Areas are being devalued due to newfound flood-risk zones, and rising sea levels and wildfires make it next to impossible to rebuild homes where they were lost.  

A new report from the Canadian Institute for Climate Choices (CICC), a federally funded research institute, revealed some shocking discoveries about the current and future state of Canada’s infrastructure last month. From private dwelling homes to public roads and powerlines, the very structures we rely on to live won’t be so strong/dependable if we (Canadians) don’t take climate reliance more seriously.  

As explained in the CICC report, “deteriorating roads and electrical grids and slow progress in modernizing transportation corridors and public transit systems are hampering business performance, trade and economic growth.” It is clear that, as we plan for more sustainable futures, both private and public developers need to start overlooking short-term financial gains and start considering long-term risks (like climate change). We need roads, homes, and other power systems that will withstand expected volatile weather.  
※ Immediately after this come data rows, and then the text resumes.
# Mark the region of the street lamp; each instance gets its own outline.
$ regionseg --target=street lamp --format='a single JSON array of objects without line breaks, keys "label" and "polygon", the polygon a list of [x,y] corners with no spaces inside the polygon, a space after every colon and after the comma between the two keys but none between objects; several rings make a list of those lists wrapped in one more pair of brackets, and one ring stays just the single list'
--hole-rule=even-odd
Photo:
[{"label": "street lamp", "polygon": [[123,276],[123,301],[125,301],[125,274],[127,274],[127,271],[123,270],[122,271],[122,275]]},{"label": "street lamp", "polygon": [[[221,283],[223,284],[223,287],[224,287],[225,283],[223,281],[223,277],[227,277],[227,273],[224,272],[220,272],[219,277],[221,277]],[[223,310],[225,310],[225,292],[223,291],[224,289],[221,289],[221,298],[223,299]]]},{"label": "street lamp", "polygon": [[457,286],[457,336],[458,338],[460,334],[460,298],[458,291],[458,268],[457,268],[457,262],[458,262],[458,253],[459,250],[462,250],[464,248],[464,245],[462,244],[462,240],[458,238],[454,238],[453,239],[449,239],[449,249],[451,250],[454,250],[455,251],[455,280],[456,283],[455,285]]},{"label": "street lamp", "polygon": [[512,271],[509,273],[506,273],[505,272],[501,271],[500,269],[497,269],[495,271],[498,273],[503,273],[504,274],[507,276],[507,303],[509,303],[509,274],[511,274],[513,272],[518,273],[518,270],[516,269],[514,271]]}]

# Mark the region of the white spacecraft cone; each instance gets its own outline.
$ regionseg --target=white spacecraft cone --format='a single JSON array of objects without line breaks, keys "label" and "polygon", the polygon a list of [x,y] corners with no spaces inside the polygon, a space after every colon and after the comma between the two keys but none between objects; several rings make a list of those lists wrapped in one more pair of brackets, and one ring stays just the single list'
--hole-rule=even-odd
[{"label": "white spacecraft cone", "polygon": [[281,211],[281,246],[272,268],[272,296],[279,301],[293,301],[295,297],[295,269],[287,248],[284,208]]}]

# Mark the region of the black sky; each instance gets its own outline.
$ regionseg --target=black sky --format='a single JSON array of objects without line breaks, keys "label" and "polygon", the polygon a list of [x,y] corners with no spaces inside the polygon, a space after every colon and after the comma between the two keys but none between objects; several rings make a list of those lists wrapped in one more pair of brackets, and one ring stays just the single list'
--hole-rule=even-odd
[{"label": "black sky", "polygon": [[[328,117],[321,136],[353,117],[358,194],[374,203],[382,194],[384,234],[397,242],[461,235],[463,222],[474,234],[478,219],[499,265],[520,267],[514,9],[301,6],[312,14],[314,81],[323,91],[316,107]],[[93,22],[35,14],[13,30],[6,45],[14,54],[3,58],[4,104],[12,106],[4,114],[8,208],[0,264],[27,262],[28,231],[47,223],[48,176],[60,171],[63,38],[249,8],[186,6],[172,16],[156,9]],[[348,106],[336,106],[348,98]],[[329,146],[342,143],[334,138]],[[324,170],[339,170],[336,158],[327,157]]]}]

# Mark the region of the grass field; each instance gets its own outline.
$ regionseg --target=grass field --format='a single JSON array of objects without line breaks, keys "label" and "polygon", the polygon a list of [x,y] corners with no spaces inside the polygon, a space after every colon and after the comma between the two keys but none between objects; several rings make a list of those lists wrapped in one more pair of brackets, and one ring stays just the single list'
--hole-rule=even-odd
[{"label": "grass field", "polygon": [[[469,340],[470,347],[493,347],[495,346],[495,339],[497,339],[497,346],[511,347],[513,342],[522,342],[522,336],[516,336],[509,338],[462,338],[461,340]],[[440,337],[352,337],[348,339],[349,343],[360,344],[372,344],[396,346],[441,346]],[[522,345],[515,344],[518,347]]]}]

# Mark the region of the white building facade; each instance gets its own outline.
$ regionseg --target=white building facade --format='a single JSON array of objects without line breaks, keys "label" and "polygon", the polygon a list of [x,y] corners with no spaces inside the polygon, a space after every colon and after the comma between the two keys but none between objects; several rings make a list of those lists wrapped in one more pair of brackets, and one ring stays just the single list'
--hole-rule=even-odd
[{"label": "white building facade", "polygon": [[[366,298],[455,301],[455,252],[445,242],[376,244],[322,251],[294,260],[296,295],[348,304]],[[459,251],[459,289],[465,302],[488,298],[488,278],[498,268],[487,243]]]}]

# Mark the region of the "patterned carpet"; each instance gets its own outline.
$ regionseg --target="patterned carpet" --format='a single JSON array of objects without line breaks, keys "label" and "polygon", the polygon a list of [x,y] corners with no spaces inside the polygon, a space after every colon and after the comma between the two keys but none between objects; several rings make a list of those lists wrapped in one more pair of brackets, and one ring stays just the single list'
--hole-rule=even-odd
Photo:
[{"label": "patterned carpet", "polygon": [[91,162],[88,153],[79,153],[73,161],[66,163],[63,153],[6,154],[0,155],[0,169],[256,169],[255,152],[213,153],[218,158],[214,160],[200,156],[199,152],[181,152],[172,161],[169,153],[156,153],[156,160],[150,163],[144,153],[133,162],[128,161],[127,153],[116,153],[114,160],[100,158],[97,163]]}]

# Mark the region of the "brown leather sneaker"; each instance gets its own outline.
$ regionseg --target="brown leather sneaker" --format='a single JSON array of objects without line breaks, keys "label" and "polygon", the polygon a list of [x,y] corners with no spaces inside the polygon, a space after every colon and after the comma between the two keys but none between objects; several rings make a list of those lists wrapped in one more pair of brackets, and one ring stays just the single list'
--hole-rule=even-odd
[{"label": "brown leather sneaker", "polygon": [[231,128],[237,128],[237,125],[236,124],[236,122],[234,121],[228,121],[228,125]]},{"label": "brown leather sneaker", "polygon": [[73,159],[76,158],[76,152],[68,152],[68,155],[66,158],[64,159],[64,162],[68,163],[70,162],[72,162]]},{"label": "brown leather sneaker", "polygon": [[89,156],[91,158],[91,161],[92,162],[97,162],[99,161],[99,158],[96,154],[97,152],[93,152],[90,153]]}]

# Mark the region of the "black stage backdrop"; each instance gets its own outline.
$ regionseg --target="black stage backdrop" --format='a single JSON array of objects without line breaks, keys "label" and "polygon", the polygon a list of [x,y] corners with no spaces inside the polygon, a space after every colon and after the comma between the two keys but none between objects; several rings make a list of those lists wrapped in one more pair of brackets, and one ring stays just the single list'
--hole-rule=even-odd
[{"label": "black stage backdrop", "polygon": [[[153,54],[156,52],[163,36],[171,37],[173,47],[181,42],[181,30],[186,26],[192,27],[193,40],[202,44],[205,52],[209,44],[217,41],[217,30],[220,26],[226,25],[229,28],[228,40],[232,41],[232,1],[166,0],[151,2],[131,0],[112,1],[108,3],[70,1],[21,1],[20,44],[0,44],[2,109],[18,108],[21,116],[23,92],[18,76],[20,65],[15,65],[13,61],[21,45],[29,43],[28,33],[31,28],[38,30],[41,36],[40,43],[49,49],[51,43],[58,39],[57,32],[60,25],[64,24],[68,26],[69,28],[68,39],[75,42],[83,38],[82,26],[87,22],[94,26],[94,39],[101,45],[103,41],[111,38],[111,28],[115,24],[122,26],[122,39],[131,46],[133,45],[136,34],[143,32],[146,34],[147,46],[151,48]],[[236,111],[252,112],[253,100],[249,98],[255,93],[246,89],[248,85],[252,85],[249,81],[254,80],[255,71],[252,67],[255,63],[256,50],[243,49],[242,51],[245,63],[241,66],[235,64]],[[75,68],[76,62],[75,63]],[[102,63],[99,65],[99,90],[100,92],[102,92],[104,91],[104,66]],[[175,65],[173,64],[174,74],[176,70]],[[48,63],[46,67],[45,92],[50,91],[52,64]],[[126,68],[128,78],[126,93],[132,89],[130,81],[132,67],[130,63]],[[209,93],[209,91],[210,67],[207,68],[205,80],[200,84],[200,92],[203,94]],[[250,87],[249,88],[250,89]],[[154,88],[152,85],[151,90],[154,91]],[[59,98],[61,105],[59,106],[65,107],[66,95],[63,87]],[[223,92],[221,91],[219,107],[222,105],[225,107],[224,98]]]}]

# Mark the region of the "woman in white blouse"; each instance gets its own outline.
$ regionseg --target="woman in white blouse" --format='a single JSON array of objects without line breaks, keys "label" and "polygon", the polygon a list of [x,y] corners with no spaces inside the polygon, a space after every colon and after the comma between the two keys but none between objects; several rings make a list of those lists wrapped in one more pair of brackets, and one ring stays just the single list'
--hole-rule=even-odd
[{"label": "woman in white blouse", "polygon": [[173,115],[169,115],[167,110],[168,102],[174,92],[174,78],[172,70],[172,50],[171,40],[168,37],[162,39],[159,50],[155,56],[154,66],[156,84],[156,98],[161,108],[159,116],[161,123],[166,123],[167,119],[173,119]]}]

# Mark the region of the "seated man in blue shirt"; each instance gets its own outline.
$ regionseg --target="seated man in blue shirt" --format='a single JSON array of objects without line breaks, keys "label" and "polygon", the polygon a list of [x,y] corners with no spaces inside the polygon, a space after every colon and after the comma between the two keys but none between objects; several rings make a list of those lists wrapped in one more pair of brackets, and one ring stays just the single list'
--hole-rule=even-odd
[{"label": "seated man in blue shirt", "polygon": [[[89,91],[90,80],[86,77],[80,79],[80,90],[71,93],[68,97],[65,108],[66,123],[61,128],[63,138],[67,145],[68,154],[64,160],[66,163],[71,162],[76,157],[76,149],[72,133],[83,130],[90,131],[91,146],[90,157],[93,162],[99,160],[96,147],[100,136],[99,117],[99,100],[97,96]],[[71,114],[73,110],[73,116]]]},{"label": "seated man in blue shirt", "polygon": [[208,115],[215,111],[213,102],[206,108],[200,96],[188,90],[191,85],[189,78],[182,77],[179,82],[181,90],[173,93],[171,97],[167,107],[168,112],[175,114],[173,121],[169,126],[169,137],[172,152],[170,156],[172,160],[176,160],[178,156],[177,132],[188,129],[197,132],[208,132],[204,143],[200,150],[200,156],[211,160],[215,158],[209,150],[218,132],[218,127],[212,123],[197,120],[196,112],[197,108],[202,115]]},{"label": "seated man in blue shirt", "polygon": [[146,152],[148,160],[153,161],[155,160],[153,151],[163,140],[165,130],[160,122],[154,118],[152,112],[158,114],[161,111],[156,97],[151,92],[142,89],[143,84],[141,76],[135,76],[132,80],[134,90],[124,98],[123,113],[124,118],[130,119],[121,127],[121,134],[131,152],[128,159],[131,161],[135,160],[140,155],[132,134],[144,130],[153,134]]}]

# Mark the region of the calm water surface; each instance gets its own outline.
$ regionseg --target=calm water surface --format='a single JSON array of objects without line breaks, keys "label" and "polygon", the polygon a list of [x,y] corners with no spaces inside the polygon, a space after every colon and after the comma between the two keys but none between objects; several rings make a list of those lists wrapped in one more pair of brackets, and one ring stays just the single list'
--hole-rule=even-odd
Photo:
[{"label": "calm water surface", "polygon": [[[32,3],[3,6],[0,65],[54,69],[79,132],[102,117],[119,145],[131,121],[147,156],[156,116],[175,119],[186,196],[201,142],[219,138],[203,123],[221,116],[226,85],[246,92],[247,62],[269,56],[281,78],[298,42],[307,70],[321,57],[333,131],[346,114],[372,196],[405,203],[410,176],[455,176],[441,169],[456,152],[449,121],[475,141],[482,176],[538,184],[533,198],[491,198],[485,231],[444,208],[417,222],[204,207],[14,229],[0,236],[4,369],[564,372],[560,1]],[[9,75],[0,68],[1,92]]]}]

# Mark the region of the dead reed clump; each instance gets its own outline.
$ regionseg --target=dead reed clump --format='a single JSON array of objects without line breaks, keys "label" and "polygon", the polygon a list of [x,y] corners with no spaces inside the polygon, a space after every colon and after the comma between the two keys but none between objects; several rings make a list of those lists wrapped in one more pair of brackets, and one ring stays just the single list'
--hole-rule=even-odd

Flood zones due to increased rainfall and rising sea levels, amongst other temperature-related damages (tornados, hurricanes, ice storms, etc.), continue to be overlooked by government communications to affected Canadians. For example, CICC research estimates that at least half a million buildings are at risk of flooding in Canada and are currently not identified by any government-produced flood maps.  

The fact of the matter is that despite Canada having the 10th lowest population density of any country, about 12 percent of our national landmass is covered by national parks and other protected areas. Pair that with a large portion of Canada being so cold it’s unlivable, we’re a bit stuck on options to expand outwards.  

Canadians need to better understand climate risks as they prepare for their futures, especially when it comes to investing in a new home. We need more published information backed by the government, such as the CICC report. Ask your local representatives to seek information on the current and future damages to your neighborhood and infrastructure, by foreseen and unforeseen risks such as extreme weather. Nearly 60% of public infrastructure is owned by our municipalities. In considering your local representatives, as a community, or as an individual, together we need to make decisions with the consideration that the climate is changing, and educate yourselves on how it will have effects on the places we live and love.